There are two basic reasons why fillers are important to effective couponing. The first is in places like Walgreens where you have Register Rewards or something like it. Let us say you have $10 in Register Rewards and you want to buy an item selling for $9.99. If that is all you're going to buy your Register Rewards won't work. Your total purchase must equal or exceed $10. This is where fillers comes in. If you buy a pencil for say, 16 cents, that would put you over the $10 you need to use the Register Rewards.

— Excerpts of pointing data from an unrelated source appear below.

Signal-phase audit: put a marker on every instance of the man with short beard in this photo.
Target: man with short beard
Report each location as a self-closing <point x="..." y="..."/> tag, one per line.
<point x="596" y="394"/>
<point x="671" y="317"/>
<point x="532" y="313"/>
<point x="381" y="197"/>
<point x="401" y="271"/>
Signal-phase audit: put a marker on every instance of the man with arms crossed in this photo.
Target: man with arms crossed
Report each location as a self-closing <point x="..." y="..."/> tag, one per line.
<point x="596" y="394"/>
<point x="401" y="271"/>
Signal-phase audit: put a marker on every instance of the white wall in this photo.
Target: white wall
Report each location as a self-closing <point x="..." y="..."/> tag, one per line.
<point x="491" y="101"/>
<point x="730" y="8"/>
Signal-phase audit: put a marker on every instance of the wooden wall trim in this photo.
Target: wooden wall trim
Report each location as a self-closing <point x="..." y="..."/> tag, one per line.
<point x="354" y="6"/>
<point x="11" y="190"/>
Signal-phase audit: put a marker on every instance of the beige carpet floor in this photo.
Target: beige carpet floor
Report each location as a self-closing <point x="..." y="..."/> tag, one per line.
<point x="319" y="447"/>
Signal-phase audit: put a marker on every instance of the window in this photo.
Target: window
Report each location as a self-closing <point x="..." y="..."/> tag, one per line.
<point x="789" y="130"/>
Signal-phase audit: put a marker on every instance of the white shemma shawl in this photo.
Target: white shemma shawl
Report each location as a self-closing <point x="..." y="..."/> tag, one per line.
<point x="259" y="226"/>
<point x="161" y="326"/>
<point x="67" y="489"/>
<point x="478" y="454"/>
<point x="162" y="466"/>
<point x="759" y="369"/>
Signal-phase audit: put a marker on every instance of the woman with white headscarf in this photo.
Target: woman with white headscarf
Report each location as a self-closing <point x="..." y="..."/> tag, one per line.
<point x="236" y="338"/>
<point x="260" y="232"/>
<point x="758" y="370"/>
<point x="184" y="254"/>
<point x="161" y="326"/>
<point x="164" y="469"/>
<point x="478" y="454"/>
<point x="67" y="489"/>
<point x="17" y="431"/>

The second reason why fillers are very important is the coupon count. Most stores require that the total number of coupons you use do not exceed the number of items you buy. Therefore if you stack coupons (manufacturer's on top of store coupons) then you would need a filler for each item you need to meet the requirements of the coupon count. Yesterday, I was doing my "background buzz" couponing in which I was buying items in pairs. Each pair of items had one store coupon for a discount on both items plus I had manufacterer's coupons for each item. Therefore a total of 3 coupons for 2 items. If I bought nothing else the cash register would not have accepted it. The problem was resolved by buying one filler for every pair of items to make it 3 items to match every 3 coupons. In my case yesterday, I was using ten cent tangerines as my fillers.
And now you know why fillers are important. And now I'm off to munch on yet another of my tangerines.